La dinamica auspicata anche oggi si era inceppata prima dell’inizio della pandemia, già alla fine del 2019 a riprova di un’economia stagnante con alto precariato, bassi salari e Pil in fase agonica. Ieri i dati dell’Osservatorio sul precariato dell’Inps hanno confermato che la gran parte dei posti di lavoro persi nel primo trimestre, e in particolare a marzo sono stati quelli a termine, stagionali, intermittenti, somministrati. Si parla del 37,8% per un totale di 254 mila posizioni. Le «trasformazioni» in tempi indeterminati (con il Jobs Act, dunque non il tempo indeterminato di prima del 2015) sono crollate del 26% (166 mila) sono stati un effetto ottico statistico che ha spinto i Cinque Stelle a credere di avere lottato contro la «precarietà».

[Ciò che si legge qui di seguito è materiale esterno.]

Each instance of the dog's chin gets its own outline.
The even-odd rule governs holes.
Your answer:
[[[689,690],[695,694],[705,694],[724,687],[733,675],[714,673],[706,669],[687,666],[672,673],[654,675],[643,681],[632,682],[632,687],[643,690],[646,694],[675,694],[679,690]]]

Con un Pil che viaggia verso meno 9%, e oltre, una disoccupazione stimata di almeno 500 mila unità in più nel solo 2020, tanto il «decreto dignità» quanto gli incentivi al lavoro a termine, possono essere tutt’al più un tampone. Il giorno dopo la fine del blocco dei licenziamenti e delle proroghe delle Cig inizieranno i licenziamenti. L’alternativa sarà il precariato di massa con gli ammortizzatori sociali riformati dal Jobs Act inadeguati per la nuova crisi e senza un reddito di base per chi non ha tutele.